Coverage spans collective bargaining disputes, arbitration outcomes, and profiling of organizing campaigns at corporations including UPS, Starbucks, and Target Corporation. Feature packages explore intersections with public policy through analysis referencing legislation such as the Occupational Safety and Health Act and rulings from the Supreme Court of the United States. The journal runs recurring departments: investigative reporting on labor violations, historical essays tied to archives like the Modern Records Center (Kutztown University), and data-driven studies by researchers from Brookings Institution, RAND Corporation, and the Urban Institute. Multimedia offerings include interviews with union leaders connected to United Mine Workers of America and International Brotherhood of Teamsters, podcast series modeled after formats from NPR and documentary shorts reminiscent of work by Frontline (PBS series). Special issues have been dedicated to themes such as privatization, globalization with links to events like the World Trade Organization ministerial conferences, and the gig economy involving platforms like Uber Technologies, Inc..

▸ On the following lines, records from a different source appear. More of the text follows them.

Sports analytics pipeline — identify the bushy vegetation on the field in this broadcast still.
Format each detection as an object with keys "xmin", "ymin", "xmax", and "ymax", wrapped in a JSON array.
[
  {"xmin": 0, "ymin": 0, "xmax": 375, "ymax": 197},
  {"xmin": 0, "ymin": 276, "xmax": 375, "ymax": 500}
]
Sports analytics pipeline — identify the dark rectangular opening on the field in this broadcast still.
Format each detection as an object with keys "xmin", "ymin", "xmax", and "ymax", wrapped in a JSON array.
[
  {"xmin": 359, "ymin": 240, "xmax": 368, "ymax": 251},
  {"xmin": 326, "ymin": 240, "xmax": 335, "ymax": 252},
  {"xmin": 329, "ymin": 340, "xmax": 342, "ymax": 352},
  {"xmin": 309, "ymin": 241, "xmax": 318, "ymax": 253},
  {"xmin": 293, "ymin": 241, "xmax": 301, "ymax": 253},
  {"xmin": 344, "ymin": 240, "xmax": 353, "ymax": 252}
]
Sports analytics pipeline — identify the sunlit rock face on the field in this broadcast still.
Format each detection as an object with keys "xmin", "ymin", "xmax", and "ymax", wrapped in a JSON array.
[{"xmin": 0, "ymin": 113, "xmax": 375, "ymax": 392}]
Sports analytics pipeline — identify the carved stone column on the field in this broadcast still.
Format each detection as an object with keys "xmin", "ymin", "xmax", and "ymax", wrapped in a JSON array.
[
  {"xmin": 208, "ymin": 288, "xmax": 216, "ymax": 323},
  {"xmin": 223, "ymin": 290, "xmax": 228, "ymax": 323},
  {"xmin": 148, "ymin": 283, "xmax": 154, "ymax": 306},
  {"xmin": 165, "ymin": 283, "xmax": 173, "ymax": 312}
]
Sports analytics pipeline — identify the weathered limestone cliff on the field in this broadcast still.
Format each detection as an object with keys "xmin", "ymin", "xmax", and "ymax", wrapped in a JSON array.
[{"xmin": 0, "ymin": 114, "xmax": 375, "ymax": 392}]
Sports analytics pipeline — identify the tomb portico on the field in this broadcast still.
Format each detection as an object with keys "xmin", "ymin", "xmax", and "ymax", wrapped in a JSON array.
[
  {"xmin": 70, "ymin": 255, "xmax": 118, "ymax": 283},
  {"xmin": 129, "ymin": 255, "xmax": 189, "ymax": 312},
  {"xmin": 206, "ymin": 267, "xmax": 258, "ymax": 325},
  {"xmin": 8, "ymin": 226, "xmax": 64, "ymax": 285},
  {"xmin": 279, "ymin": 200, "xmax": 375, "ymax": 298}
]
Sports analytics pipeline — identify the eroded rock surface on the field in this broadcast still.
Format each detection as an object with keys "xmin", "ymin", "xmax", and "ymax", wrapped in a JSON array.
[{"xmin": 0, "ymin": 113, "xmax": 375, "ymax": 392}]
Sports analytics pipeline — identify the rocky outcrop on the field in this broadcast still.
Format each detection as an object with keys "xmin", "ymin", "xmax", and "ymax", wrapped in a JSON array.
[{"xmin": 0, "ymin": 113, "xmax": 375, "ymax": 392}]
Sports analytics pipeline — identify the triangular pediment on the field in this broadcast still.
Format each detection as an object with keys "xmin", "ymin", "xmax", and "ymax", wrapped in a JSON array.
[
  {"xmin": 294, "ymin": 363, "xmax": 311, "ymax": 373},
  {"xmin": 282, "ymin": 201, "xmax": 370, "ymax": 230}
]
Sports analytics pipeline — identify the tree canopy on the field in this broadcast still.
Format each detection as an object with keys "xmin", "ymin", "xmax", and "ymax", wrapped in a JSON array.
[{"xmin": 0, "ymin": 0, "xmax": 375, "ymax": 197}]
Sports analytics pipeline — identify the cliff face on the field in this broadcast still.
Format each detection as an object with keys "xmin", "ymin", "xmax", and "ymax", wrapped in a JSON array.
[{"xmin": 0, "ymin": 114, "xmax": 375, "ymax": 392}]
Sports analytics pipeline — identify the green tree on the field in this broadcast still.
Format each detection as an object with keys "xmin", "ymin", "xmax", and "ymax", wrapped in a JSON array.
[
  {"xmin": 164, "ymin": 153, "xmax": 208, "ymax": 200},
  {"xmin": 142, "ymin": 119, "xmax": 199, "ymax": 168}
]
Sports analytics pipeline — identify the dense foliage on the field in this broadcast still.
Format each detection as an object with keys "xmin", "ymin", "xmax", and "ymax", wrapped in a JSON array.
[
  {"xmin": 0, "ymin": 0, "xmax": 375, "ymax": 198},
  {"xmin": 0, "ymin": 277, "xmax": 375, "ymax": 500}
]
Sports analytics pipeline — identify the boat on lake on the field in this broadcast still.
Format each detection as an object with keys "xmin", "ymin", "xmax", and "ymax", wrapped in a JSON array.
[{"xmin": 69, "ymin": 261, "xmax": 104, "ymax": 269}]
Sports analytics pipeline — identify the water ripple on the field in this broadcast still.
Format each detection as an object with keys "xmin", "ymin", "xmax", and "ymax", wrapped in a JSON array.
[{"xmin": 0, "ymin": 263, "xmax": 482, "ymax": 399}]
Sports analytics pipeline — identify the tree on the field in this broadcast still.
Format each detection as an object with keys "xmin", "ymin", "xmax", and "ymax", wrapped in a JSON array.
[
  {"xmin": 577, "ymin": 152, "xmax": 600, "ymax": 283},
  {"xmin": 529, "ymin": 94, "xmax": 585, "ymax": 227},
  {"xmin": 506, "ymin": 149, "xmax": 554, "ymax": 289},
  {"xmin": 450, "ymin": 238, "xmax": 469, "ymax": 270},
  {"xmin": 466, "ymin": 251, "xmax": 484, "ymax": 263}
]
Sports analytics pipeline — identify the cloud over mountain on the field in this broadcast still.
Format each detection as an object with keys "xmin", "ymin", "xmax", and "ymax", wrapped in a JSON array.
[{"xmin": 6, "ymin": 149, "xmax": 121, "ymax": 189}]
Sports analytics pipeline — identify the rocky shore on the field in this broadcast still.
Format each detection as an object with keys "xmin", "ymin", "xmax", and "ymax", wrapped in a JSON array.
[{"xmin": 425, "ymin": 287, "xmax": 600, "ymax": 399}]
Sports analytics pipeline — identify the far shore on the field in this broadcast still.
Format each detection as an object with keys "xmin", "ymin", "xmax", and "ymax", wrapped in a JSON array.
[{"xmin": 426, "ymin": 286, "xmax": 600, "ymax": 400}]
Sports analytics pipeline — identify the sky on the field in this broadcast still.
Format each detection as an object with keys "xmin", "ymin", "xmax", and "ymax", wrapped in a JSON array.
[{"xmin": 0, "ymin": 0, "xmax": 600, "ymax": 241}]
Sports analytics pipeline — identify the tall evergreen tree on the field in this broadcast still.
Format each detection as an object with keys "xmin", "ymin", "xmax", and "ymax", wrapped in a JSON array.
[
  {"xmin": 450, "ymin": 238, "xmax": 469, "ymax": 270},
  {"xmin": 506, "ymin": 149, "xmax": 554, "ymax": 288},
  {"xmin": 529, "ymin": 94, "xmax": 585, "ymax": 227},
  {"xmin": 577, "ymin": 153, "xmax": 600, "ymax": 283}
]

Circulation and Distribution

The publication circulates to subscribing unions, labor libraries, congressional offices, and university departments with labor studies programs such as those at Rutgers School of Management and Labor Relations and University of Illinois Urbana–Champaign. Distribution channels include institutional subscriptions, mailings coordinated with the United States Postal Service, and partnerships with bookstores specializing in political economy near locales like Union Square, Manhattan and college towns such as Ann Arbor, Michigan. Digital distribution follows trends set by outlets like The Guardian (US) with email newsletters, paywall strategies similar to The Wall Street Journal, and alignment with archival repositories such as the HathiTrust Digital Library for back issues.

Reception and Impact

Scholars and policymakers cite the journal in work published by presses like Oxford University Press and Cambridge University Press and in reports by think tanks including Center for American Progress and Heritage Foundation, reflecting cross-ideological engagement. Its investigative pieces have influenced hearings before committees such as the United States House Committee on Education and Labor and regulatory reviews by the Occupational Safety and Health Administration. The journal's analyses are referenced in curricula at labor programs at Cornell University School of Industrial and Labor Relations and have informed union strategies in campaigns associated with Fight for $15 and landmark bargaining wins at employers covered in mainstream outlets like Bloomberg News. Critics from political figures tied to Chamber of Commerce and commentators at National Review have contested its perspectives, while awards from bodies such as the Robert F. Kennedy Journalism Award and citations in anthologies on labor history attest to its standing.